One of my favorite takeout meals is the shawarma plate from a Middle Eastern restaurant down the street from us. I crave the combination of salty, savory and tart flavors. Typically I’ll get the rice and potatoes subbed out for more salad, but they don’t have a vegetarian option for when I want something plant-based. So what’s a food blogger/dietitian to do?

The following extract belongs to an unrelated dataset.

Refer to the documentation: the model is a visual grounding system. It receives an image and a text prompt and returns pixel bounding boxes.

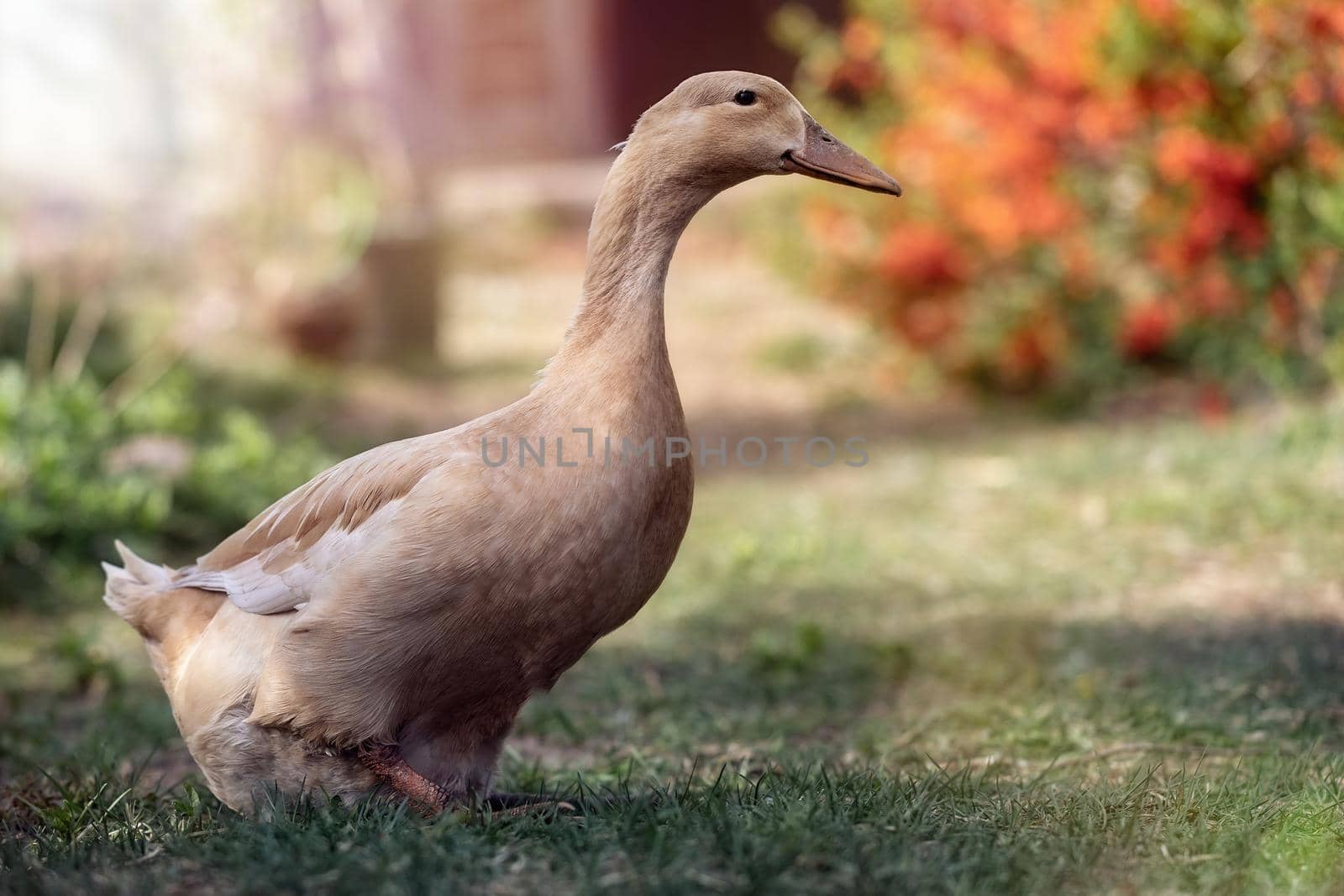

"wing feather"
[173,434,444,614]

Here is my vegan version of a Shawarma Salad Plate – and it’s gluten-free too!
Check out the recipe for my Vegan Shawarma Salad Plate below… or design your own with some of these fun options!
Shawarma Salad – Essential Ingredients
- Romaine lettuce
- Chickpeas or lentils
Shawarma Salad – Optional Ingredients
- Pickled turnip (trust me, it’s awesome)
- Dill pickles, sliced (if you can’t find the pickled turnip)
- Radishes (thinly sliced)
- Red onion (thinly sliced)
- Pita cut into triangles or pita chips, broken up into pieces (gluten-free)
- Hot peppers
Shawarma Salad Dressing Options
For a quick option, I’ll use a fresh ranch salad dressing on my shawarma salad. I also love this with my Lemon Tahini Salad Dressing. It’s absolutely perfect!
Vegan Shawarma Salad Plate – Gluten Free!
What’s your favorite salad recipe? I’d love to hear your ideas.
This Vegan Shawarma Salad Plate is a plant-based version of the popular sandwich deconstructed on a plate. The flavor combinations of salty, savory, tart and sweet will make this gluten-free salad a huge crowd-pleaser!
- 4 cups romaine lettuce cut into ribbons
- 4 cups chickpeas cooked (or if canned, rinsed well)
- 1/2 cucumber sliced into rounds
- 1 cup tomatoes chopped
- 1/2 cup parsley minced
- 3 radishes sliced thinly
- 1/4 cup Red onion thinly sliced
- 1/4 cup pickled turnip (or dill pickles)
- 1 cup pita chips gluten-free
- 1/2 cup ranch dressing (or tahini dressing)
- Toss all of the ingredients together except for the dressing. Divide between 4 bowls and drizzle with the dressing. You can also lay your ingredients across a plate in rows and then drizzle with dressing.